Fruit as part of a low-carb diet for diabetes
The growing prevalence of obesity and type 2 diabetes is making various low-carb diets popular among the world’s population. Latest evidence suggests replacing a traditional high-carb diet with a diet with healthy fats, which in most cases can improve insulin sensitivity.
A low-carb diet recommends 100-150 grams of carbs per day. Ultra-low-carb diets or ketogenic diets recommend eating less than 50 grams of carbs per day. In keto meals, the amount of fruit is limited, as fruits contain about 15-30 g of carbohydrates per piece.

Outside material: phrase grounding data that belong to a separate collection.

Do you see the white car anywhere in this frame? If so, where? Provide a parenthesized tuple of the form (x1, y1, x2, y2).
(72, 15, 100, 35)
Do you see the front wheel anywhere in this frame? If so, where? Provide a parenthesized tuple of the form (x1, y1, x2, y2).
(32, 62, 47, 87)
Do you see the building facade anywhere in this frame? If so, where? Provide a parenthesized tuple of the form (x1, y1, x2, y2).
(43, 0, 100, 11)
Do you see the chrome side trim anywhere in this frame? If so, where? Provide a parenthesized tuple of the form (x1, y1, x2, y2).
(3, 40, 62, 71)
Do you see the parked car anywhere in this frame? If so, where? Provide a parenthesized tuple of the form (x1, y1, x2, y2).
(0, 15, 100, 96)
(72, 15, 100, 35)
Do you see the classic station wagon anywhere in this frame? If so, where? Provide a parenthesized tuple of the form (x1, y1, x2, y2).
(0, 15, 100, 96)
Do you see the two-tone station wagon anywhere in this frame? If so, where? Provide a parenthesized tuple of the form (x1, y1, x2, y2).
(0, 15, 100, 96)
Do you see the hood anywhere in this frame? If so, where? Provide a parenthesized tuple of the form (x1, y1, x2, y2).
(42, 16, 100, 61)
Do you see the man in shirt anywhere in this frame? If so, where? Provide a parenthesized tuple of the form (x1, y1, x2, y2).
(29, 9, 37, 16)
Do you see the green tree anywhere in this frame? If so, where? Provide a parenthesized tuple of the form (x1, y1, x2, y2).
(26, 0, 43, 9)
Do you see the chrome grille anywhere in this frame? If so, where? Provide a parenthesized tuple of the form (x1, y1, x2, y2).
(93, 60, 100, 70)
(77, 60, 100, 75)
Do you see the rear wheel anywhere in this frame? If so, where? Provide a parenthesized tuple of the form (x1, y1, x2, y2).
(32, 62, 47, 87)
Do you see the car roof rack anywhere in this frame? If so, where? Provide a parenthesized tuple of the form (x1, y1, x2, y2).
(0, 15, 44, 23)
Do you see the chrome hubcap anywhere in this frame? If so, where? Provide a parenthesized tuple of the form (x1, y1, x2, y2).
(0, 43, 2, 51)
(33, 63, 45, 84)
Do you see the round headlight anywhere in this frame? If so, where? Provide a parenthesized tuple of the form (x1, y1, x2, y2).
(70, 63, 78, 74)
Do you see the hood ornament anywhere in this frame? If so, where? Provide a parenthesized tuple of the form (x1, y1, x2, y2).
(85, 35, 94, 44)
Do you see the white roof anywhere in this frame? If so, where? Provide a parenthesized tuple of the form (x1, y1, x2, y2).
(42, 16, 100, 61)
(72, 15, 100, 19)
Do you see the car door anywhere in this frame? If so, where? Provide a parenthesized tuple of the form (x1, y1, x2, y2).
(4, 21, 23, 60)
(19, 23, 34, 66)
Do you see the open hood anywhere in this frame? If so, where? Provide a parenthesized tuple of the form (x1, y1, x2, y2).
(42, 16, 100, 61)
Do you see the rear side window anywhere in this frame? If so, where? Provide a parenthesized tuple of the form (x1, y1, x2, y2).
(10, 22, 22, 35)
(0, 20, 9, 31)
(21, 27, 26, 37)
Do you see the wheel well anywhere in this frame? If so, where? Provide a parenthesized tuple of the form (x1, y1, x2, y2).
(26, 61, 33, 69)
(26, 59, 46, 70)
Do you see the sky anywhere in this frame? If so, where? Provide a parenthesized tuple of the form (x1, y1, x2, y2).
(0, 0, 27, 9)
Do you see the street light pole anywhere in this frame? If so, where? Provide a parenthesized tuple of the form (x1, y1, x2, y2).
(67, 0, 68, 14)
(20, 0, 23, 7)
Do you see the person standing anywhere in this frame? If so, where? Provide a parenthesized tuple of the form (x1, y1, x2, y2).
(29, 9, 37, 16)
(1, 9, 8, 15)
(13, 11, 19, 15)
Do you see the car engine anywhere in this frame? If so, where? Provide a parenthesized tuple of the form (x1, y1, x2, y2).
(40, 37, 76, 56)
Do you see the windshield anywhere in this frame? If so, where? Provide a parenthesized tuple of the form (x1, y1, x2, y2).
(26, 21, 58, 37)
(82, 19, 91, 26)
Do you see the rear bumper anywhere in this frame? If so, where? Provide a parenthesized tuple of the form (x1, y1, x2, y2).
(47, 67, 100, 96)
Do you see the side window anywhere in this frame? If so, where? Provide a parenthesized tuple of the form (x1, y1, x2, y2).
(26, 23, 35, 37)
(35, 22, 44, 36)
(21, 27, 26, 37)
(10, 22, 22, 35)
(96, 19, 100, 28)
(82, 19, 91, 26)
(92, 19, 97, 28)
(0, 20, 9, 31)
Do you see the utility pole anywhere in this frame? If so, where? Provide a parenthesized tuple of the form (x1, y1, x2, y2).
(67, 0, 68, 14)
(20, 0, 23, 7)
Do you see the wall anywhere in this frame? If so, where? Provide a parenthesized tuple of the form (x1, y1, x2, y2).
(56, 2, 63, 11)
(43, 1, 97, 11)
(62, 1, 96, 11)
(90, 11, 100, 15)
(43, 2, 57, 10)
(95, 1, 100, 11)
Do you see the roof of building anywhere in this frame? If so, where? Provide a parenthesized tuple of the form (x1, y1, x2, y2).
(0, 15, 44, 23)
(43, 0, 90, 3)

Fruit is recommended as part of a balanced diet for people with diabetes, and the amount is strictly individual, as there is no common “diabetic diet”. However, fruit selection is critical for diabetes management due to their high fructose content. This selection is based on the glycemic index (GI) value of each fruit. The GI value is defined as how much a certain food can raise blood sugar levels after being eaten. Fruits with a GI of 70 or more are considered very high in sugar and should be avoided when planning a diabetes diet. Medium GI fruits have a GI value of 56 to 69. Low GI fruits are fruits with a GI value of 55 or less.
List of fruits according to their GI value to help plan diabetes meals –
High to moderate GI fruits – watermelon, dates, pineapple, overripe banana, grapes, pomegranate, papaya, melon.
Low GI fruits – cherry, Apple, grapefruit, avocado, orange, plum, strawberry, blueberry, pear, guava.
Undoubtedly, fruits have many health benefits. At the same time, fructose, a fruit sugar, has an effect on the vital organs. The question is whether excess fructose in fruit form could have the same effect! Research is still inconclusive. That being said, make whole, fresh, raw fruits as part of a balanced diet in moderation. But don’t overdo it with fruit, especially in a commercial liquid form.